Sewaktu masih kanak-kanak, perusahaan tempat ayahnya bekerja bangkrut sehingga
ayahnya harus bekerja serabutan. Peter pun mengalami masa suram. Orangtuanya
harus berutang untuk membeli makanan.
Pernah mereka tak mampu membeli beras
sehingga keluarga Peter hanya bergantung pada belas kasihan kerabatnya. ”Waktu
itu kondisi ekonomi keluarga sangat sulit. Saya masih duduk di bangku SMP Al
Ma’soem, Kabupaten Bandung,” kata Peter.
Sewaktu masih SMA, Peter terbiasa pergi ke
kawasan perdagangan pakaian di Cibadak, yang oleh warga Bandung di pelesetkan
sebagai Cimol alias Cibadak Mall, Bandung. Di kawasan itu dia berupaya
mendapatkan produk bermerek, tetapi murah. Cimol saat ini sudah tidak ada lagi.
Dulu terkenal sebagai tempat menjajakan busana yang dijual dalam tumpukan.
Selepas SMA, ia melanjutkan pendidikan ke
Universitas Widyatama, Bandung. Namun, biaya masuk perguruan tinggi dirasakan
sangat berat, hingga Rp 5 juta. Uang itu pemberian kakeknya sebelum wafat. Tetapi,
tak sampai sebulan Peter memutuskan keluar karena kekurangan biaya. Ia
berselisih dengan orangtuanya—perselisihan yang sempat disesali Peter—karena
sudah menghabiskan biaya besar.
Ia benar-benar memulai usahanya dari nol.

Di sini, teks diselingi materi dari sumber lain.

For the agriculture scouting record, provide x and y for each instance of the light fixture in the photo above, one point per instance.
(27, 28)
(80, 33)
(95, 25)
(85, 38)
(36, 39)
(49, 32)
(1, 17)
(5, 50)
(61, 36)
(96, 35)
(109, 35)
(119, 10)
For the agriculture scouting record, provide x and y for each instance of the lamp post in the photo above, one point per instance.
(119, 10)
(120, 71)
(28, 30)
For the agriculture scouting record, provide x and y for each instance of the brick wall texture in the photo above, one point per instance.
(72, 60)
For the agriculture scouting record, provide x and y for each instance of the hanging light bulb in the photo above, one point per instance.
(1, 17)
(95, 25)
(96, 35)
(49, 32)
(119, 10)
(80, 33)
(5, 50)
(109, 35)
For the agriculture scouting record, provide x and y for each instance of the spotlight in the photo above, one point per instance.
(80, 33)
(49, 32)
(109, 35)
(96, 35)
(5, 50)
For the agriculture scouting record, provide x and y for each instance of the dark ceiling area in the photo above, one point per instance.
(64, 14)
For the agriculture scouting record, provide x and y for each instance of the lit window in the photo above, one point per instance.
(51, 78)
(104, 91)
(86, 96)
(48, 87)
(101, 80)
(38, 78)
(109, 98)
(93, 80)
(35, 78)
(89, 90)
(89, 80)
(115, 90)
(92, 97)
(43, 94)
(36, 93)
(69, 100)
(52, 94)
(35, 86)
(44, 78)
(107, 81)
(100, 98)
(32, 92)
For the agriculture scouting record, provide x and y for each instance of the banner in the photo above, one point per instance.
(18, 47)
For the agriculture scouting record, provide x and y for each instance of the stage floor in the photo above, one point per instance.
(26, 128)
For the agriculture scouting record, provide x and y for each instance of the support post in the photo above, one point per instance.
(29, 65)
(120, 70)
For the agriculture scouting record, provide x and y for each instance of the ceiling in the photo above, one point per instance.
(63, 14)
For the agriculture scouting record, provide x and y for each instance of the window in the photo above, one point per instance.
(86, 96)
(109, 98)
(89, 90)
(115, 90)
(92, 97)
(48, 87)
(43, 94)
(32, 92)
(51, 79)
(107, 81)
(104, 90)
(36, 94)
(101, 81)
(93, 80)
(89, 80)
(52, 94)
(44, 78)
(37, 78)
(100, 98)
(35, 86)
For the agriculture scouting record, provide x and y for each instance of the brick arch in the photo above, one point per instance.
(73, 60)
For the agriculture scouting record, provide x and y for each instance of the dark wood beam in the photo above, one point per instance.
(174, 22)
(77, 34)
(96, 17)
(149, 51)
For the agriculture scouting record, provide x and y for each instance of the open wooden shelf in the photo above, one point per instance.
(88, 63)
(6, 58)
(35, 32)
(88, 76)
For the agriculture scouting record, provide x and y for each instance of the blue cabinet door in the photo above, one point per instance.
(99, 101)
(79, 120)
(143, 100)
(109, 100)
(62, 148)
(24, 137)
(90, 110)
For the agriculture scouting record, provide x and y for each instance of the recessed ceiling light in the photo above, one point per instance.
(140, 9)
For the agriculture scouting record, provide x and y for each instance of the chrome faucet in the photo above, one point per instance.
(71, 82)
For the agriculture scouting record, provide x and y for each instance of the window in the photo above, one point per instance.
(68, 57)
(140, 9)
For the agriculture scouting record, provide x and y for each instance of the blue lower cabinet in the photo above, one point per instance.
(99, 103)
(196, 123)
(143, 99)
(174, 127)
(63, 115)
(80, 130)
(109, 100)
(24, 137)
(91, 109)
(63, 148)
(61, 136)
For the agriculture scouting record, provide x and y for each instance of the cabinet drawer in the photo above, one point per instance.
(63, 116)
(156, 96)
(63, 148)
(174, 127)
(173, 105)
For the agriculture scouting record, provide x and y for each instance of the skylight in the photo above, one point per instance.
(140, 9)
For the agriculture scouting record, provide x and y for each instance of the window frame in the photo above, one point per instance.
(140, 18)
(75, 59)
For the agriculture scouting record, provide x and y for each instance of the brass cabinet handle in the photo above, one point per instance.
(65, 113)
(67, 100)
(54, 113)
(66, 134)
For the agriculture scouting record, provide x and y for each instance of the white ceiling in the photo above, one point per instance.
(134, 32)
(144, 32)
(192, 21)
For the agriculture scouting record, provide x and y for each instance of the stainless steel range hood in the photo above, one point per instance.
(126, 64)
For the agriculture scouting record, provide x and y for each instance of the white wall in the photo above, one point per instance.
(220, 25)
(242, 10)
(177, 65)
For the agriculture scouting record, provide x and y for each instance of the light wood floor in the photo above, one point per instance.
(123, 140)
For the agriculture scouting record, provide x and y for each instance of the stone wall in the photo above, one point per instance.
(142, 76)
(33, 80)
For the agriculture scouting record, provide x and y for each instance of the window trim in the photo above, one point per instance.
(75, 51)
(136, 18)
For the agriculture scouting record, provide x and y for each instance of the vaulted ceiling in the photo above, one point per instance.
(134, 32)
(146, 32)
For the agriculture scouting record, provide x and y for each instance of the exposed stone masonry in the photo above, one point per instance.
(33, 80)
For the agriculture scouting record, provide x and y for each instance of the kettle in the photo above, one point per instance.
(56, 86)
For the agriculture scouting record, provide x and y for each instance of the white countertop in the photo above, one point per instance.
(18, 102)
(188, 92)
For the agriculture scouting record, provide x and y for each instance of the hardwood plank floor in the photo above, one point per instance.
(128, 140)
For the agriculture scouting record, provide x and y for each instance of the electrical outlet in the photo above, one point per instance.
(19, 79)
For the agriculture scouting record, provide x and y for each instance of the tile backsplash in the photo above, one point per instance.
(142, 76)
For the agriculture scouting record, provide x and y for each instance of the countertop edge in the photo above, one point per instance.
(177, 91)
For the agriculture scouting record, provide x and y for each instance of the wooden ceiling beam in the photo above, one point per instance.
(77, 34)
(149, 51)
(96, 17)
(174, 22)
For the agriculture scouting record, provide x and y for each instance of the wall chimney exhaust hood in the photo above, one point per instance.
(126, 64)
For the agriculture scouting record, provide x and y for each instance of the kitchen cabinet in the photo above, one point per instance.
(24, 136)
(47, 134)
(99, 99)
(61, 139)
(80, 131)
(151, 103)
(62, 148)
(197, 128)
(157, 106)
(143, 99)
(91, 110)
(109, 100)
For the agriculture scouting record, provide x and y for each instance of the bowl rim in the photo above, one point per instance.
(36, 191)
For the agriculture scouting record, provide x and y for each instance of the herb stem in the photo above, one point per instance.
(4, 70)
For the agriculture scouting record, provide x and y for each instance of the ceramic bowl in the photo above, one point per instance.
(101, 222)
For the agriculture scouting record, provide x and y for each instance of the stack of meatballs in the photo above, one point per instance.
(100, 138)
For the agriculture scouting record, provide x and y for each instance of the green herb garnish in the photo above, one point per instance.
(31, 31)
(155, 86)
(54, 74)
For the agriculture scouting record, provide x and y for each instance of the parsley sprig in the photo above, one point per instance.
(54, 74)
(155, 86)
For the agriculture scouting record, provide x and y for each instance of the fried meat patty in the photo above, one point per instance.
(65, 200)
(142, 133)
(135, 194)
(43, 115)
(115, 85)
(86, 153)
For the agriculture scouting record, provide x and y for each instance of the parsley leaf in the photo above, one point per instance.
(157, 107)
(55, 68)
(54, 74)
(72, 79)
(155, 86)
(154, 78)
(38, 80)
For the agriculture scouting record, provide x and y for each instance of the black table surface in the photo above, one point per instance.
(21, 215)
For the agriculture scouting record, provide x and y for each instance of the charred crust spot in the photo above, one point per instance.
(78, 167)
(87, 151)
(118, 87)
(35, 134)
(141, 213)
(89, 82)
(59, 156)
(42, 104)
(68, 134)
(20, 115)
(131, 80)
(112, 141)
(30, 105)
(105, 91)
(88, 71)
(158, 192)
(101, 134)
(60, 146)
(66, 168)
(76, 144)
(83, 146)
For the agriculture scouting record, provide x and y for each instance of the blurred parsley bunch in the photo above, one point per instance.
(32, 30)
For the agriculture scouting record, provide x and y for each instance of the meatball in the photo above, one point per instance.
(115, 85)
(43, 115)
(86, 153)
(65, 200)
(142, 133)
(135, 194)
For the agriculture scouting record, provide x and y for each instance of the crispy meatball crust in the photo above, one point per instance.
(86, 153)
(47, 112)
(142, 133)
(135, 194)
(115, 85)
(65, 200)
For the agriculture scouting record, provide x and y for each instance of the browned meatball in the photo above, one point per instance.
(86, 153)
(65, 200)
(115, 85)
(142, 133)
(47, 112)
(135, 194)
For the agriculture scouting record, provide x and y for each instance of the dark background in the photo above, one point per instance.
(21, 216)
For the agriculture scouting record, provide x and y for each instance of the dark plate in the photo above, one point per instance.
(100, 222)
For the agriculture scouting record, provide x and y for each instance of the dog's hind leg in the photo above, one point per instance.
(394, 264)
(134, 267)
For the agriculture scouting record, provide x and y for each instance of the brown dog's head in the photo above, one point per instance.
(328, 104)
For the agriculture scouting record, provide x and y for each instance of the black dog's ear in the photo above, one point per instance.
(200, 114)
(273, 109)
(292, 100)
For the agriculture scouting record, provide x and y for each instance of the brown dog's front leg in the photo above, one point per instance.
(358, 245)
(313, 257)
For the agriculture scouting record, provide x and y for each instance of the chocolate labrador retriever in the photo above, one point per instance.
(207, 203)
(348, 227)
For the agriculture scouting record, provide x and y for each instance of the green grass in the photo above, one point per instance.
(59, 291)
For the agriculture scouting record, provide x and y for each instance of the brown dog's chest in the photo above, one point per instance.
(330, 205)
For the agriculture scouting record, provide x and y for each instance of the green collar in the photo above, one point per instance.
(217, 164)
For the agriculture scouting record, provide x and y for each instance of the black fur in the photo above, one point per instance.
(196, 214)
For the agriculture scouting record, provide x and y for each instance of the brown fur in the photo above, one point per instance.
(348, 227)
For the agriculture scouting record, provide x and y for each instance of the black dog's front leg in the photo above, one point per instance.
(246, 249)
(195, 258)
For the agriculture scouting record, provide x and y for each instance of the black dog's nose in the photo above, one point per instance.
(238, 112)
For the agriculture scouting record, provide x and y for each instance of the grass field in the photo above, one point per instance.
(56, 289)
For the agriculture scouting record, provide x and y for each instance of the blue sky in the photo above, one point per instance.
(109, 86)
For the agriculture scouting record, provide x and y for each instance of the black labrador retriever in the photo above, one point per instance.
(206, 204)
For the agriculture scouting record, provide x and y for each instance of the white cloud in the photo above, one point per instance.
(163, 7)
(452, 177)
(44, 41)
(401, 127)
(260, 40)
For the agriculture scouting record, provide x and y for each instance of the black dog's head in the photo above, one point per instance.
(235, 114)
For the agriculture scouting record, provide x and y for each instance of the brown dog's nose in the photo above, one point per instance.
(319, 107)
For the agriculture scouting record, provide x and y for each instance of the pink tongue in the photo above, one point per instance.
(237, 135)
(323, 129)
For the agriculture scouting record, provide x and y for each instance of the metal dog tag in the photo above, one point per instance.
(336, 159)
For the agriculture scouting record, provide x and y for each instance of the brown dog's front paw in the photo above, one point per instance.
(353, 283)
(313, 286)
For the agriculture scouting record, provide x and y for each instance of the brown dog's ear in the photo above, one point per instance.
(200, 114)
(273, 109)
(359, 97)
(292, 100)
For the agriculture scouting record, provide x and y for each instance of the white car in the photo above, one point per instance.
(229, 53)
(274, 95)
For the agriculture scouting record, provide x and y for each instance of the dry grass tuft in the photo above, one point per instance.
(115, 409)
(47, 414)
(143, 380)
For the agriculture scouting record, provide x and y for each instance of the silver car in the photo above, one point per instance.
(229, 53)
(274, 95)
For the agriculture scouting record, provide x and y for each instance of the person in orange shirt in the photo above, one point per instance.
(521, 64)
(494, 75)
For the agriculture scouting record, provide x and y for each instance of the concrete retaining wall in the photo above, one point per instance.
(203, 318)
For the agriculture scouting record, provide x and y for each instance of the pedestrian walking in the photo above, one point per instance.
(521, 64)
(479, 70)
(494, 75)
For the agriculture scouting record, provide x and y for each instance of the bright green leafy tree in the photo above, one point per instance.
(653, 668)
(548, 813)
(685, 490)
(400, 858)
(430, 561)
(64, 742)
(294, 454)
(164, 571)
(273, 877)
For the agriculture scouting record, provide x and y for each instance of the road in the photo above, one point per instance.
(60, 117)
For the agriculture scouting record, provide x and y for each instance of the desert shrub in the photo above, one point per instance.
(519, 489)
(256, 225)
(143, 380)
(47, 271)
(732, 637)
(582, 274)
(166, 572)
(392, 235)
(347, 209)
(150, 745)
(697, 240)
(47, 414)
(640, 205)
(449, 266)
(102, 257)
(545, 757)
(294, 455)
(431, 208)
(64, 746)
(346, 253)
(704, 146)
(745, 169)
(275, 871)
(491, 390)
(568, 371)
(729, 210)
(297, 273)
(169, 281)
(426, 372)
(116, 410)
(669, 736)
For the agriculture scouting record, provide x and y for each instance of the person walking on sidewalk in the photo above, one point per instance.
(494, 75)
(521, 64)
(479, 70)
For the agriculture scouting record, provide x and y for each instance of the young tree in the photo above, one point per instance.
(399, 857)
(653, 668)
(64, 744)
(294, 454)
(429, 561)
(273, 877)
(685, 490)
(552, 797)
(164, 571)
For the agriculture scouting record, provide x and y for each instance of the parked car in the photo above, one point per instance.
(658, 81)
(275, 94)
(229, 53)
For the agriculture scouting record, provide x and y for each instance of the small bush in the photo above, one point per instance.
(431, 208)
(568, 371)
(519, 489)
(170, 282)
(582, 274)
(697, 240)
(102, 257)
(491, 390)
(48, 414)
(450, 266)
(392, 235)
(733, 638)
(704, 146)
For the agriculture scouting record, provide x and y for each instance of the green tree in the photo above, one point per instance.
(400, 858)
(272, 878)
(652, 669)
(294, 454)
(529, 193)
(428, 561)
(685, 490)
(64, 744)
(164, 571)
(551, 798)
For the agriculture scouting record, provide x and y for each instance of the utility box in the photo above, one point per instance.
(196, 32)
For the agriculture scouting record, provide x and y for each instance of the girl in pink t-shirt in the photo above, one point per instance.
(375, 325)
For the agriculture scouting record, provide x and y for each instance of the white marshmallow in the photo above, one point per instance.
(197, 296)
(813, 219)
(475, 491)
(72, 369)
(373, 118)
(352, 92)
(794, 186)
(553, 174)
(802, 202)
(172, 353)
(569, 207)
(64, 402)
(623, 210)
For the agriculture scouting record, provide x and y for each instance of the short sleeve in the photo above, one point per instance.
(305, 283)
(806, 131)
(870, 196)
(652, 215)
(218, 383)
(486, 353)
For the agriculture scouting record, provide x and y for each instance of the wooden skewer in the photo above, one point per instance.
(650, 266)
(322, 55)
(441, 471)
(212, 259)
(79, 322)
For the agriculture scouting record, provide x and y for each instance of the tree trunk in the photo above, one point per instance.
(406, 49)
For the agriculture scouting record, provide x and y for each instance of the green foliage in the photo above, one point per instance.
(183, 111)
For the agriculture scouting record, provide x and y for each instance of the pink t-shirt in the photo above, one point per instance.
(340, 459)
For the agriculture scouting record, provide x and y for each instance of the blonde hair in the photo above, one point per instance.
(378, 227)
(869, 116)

Pendapatan selama menjadi pegawai toko disisihkan untuk mengumpulkan modal. Di
sela-sela pekerjaannya, ia juga mengerjakan pesanan membuat busana. Dalam
sebulan, Peter rata-rata membuat 100 potong jaket, sweter, atau kaus.
Keuntungan yang diperoleh antara Rp 10.000- Rp 20.000 per potong.
”Gaji saya hanya
sekitar Rp 1 juta per bulan, tetapi hasil dari pekerjaan sampingan bisa
mencapai Rp 2 juta, he-he-he…,” kata Peter.
Penghasilan sampingan itu ia dapatkan selama dua tahun waktu menjadi pegawai
toko hingga 2005.
Pengalaman pahit juga pernah dialami Peter.
Pada tahun 2008, misalnya, ia pernah ditipu temannya sendiri yang menyanggupi
mengerjakan pesanan senilai Rp 14 juta. Pesanannya tak dikerjakan, sementara
uang muka Rp 7 juta dibawa kabur. Pada 2007, Peter juga mengerjakan pesanan jins
senilai Rp 30 juta, tetapi pemesan menolak membayar dengan alasan jins itu tak
sesuai keinginannya.
”Akhirnya saya
terpaksa nombok. Jins dijual murah daripada tidak jadi apa-apa. Tetapi, saya
berusaha untuk tidak patah semangat,” ujarnya.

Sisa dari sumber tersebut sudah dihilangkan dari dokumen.